|09-18-2007, 09:18 PM||#2|
I used to be Dragoneye...
GM?!?! or the labor unions that work for GM?
I've heard that the latter are prepared to strike. Which really doesn't mean much. They're still negotiating, and supposedly the talks are going well - they're just, taking a while.
|09-18-2007, 09:19 PM||#3|
Drives: '99 Camaro SS #1392
Join Date: Jun 2006
Location: Newtown, Pa.
The Elephant in the Room: GM and UAW Talks Continue
The elephant in the room (and it is a big one) within the auto industry is the inability thus far for an agreement to be reached between the UAW and GM (or either of the other two large US carmakers). Now that the UAW has identified GM as their strike target, negotiations have reached a feverous pace and everything appears to be at a standstill awaiting the inevitable annoucement that hopefully results well for the industry.
From the Associated Press:
Bargainers for the UAW and GM returned to negotiations today, with workers at plants around the US back on the job and wondering about the fate of their new contract.
Negotiations resumed Saturday morning, after the two sides took a break from marathon talks that appeared close to running aground on Sunday night.
Plants reopened as scheduled, and a number of local unions told their workers to hold off on strike preparations until there was word from Detroit about the outcome of the talks.
The U.A.W.'s contract with G.M., which covers about 73,000 workers in the United States, expired at 12:01 a.m.
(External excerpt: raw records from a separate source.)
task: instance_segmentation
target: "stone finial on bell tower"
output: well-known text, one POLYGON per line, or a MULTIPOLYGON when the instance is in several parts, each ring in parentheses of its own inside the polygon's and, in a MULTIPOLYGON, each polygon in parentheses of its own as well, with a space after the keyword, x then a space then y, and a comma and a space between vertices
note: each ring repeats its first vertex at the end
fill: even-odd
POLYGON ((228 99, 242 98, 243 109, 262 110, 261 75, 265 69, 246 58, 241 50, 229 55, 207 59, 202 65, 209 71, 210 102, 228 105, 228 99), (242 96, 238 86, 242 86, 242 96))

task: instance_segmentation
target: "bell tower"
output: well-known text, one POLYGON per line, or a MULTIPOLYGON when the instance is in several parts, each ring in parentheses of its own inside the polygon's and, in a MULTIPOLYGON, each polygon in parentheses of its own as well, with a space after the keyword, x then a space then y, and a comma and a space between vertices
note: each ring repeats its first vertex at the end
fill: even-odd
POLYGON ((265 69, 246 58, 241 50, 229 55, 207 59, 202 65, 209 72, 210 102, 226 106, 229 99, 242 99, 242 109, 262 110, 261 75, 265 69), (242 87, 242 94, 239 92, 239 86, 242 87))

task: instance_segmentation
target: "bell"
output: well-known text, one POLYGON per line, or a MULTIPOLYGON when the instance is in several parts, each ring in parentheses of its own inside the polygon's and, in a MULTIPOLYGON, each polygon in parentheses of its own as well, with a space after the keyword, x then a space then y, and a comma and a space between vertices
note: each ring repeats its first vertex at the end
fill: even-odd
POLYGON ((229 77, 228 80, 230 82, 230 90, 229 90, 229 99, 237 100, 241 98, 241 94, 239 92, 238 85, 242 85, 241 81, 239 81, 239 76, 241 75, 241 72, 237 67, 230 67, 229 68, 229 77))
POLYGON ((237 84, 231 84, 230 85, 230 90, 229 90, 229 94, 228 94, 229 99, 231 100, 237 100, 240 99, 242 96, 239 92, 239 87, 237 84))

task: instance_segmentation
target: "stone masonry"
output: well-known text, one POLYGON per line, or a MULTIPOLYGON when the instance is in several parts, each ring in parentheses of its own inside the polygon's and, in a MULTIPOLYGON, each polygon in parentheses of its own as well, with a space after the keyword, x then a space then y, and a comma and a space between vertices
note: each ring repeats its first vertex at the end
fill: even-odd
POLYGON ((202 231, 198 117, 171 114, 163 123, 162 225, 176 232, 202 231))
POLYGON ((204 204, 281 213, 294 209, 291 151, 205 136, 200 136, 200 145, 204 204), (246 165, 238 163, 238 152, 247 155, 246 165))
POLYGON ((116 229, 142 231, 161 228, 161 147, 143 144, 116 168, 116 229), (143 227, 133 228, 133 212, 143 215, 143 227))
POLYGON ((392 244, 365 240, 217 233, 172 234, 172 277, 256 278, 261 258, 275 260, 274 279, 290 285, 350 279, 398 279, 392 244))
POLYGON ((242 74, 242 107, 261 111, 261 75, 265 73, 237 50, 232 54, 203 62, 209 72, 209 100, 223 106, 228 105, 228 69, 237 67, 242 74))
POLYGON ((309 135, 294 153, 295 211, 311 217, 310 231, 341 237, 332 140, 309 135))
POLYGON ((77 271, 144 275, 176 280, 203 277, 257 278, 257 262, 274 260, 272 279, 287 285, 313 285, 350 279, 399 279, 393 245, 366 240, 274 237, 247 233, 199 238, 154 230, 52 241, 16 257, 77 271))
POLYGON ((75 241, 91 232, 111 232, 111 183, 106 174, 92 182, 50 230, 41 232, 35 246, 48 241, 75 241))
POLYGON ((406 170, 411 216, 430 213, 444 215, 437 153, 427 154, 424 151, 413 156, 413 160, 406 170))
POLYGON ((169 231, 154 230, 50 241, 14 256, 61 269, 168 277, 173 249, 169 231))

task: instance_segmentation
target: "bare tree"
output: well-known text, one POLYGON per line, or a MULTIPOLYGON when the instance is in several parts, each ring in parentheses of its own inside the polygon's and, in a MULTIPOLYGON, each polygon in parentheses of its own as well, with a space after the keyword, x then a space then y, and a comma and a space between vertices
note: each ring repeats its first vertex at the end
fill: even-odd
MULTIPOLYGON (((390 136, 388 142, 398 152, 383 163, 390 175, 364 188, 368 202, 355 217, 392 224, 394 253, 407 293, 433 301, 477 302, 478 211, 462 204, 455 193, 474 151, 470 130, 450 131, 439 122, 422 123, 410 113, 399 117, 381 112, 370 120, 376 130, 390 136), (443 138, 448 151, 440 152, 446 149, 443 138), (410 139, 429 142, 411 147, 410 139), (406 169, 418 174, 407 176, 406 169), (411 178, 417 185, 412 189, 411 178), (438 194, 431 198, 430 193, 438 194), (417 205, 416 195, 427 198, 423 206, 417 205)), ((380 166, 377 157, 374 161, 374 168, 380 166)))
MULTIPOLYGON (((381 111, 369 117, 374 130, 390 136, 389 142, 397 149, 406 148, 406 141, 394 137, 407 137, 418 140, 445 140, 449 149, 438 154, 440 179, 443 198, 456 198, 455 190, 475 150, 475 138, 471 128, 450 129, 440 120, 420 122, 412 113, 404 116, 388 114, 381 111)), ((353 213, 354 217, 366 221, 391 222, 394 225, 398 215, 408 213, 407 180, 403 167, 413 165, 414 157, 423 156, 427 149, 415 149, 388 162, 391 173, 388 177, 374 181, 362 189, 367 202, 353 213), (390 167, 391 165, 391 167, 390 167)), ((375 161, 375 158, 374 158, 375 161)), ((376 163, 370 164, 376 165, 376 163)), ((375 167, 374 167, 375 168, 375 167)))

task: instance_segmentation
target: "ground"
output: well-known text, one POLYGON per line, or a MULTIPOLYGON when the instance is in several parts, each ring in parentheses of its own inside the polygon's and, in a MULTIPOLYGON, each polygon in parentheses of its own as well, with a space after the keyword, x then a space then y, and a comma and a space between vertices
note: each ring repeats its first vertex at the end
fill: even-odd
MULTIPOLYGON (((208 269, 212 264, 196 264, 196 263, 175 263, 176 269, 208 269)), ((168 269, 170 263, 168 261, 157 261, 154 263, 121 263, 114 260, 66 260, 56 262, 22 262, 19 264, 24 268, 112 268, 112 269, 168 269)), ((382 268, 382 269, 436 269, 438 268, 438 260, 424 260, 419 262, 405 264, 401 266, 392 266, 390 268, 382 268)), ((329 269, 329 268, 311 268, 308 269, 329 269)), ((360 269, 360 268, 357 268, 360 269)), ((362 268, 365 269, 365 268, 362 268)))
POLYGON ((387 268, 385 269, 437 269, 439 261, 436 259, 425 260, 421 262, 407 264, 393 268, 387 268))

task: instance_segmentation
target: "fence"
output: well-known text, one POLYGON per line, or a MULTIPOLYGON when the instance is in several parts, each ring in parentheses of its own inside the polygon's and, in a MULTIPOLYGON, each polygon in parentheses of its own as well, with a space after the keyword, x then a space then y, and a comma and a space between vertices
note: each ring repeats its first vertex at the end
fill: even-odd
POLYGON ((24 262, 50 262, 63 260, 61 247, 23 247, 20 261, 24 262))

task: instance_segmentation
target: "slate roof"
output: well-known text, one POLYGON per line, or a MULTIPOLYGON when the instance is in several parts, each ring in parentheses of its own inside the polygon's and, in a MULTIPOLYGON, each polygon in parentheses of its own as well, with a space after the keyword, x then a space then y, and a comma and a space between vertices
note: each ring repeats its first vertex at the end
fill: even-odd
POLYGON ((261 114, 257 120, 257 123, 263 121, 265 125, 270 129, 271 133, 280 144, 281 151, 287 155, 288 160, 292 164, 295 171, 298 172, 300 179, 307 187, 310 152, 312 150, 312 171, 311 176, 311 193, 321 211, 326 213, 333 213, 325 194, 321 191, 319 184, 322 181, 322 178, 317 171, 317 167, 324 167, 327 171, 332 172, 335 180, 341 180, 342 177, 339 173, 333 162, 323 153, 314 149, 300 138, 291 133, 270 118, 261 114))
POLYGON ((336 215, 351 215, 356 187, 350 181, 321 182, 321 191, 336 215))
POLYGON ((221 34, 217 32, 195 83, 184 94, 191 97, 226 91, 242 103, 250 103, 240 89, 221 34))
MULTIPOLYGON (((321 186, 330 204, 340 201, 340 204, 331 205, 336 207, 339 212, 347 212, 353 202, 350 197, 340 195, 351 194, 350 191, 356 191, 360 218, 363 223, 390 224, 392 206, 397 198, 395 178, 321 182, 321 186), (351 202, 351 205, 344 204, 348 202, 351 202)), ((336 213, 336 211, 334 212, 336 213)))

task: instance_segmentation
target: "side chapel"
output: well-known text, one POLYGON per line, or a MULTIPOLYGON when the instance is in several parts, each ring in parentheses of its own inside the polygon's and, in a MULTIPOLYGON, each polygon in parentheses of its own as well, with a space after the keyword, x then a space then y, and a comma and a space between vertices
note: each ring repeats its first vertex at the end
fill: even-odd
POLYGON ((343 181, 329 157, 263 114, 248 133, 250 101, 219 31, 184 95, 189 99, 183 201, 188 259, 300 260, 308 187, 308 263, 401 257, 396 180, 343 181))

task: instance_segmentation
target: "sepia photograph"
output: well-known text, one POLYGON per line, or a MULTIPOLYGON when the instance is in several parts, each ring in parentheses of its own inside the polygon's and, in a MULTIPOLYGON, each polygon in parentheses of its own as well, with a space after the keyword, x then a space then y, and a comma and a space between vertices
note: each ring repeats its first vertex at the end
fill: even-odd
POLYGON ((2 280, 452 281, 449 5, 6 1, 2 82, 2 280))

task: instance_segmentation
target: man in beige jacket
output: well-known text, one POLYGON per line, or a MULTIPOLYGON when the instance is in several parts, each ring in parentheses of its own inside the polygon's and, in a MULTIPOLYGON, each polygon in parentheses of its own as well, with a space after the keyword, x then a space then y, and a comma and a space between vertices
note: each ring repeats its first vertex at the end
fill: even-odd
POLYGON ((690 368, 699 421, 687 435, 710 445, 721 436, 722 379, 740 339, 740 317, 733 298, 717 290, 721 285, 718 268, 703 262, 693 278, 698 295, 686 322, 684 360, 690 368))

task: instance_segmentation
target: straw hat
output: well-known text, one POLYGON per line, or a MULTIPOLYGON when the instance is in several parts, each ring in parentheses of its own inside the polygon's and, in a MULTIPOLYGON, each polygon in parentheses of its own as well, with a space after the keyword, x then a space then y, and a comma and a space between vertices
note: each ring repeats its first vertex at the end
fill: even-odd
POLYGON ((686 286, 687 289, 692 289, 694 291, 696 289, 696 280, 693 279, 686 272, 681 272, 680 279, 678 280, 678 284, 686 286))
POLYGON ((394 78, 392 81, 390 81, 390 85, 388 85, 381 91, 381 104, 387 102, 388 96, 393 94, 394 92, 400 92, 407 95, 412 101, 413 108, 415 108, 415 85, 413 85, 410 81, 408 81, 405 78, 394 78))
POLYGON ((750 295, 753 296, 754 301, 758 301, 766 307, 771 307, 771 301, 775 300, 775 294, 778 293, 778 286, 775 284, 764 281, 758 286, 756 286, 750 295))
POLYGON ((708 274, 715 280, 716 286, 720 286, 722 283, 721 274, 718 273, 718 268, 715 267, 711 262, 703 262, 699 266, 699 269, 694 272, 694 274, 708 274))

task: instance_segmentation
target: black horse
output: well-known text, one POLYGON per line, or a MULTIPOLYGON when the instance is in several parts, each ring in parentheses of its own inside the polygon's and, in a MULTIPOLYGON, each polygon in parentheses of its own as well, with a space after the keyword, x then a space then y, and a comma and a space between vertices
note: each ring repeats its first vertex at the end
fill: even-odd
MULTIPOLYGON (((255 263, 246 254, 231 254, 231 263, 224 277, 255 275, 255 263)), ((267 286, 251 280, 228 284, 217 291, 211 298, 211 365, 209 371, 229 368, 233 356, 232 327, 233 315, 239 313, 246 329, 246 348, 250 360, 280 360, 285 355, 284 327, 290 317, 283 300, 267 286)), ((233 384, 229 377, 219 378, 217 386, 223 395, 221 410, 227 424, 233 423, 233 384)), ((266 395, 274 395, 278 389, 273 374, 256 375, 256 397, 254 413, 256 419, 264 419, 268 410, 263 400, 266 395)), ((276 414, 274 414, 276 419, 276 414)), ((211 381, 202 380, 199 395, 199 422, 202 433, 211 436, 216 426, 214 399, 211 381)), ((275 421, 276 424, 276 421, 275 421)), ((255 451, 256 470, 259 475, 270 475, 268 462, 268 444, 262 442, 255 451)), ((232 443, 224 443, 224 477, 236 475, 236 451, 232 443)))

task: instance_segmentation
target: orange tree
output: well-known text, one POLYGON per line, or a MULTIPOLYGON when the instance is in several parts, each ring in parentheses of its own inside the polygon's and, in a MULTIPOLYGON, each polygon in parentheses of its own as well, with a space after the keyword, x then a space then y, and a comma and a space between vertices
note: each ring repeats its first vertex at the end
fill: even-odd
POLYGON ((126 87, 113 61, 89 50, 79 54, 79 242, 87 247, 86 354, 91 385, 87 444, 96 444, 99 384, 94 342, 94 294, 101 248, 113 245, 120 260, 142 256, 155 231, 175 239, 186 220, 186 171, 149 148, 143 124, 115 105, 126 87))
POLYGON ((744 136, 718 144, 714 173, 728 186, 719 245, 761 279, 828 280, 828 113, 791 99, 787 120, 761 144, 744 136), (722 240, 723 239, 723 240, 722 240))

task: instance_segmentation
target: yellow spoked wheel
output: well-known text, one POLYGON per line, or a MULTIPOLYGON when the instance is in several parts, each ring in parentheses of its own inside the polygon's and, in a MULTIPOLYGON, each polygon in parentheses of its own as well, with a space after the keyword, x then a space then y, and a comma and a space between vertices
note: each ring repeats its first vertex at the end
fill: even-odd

Saturday, but it has been extended on an hour-by-hour basis. Contracts at Ford and Chrysler LLC have been extended indefinitely.
On Sunday night, bargainers worked until about 3 a.m. Eastern time, in the fourth straight marathon session since the union named G.M. as its strike target on Thursday.
Late Sunday, it appeared that negotiations between the two sides were in danger of collapse, with union leaders considering the possibility of recessing the negotiations and choosing another automaker, perhaps Ford, in an effort to reach a new contract.
But after resuming the discussions today, the two sides were believed to be closer to an agreement, people with knowledge of the private discussions said.
The tone and direction of bargaining have changed quickly on several occasions over the past few days, given the complex nature of the negotiations.
The union's decision not to extend the GM contract indefinitely gives it the ability to call a strike on short notice, which is its ultimate weapon in bargaining.
The primary issue is the creation of a health care trust that would assume the responsibility for $55 billion in benefits for employees, retirees and their families.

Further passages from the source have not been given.